A: The mystery is really why molecules can have electric dipole moments.
The strong nuclear force and the electromagnetic interaction both conserve energy, angular momentum, and parity, and that's why we usually label states of nuclei with those quantum numbers, e.g., the $2^-$ ground state of a particular odd-odd nucleus. If these quantum numbers are sufficient to identify that particular state, then it follows from parity symmetry that the electric dipole moment must vanish. Under parity, the angular momentum stays the same, but an electric dipole moment would flip. There would then be nothing to determine the direction of the electric dipole moment if, by assumption, the angular momentum is the only vector that could determine it.
In molecular dipoles, you have a nearly degenerate ground state. If there were no interaction between the two states, then you would have one state oriented to the right and one to the left. There is a nice analysis of the ammonia molecule, for example, in the Feynman Lectures. I have a similar analysis in section 14.7.2 of my book Simple Nature, which is free online: http://www.lightandmatter.com/area1sn.html Without interaction, the degeneracy violates the assumption that energy, spin, and parity are sufficient to label a state. When you add in a small interaction, which basically represents tunneling between the two states, the two eigenstates of the Hamiltonian are eigenstates of parity, but they are not states that have a definite orientation. If you put the molecule initially in a state of definite orientation, then it will have a dipole moment, and will not be a state of definite parity.

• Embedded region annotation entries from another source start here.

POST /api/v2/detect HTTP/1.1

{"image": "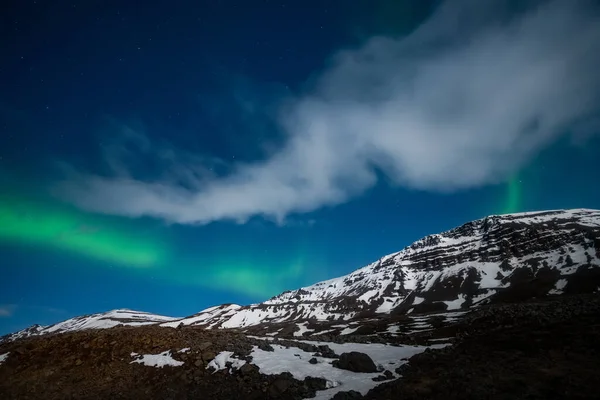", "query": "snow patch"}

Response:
[294,322,314,337]
[130,350,183,368]
[206,351,246,373]
[251,340,445,400]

The reason that we don't get an exactly analogous situation in nuclear physics is the following. Suppose that we consider the possibility of deforming a nucleus into a pear shape, parametrized by a variable $\beta_3$. If you consider the potential energy as a function of $\beta_3$, then for almost all nuclei it looks like a parabola with a minimum at $\beta_3=0$. There is evidence that for a few nuclei, there are minima at $\beta_3=\pm c\ne 0$, so that the potential is shaped like a "W". However, the barrier between the two minima is very shallow, so that the Heisenberg uncertainty principle causes fluctuations in shape that are too big to be confined on one side or the other. This is different from the case of a molecule, for which the barrier is usually very tall, and the tunneling probability through it very small.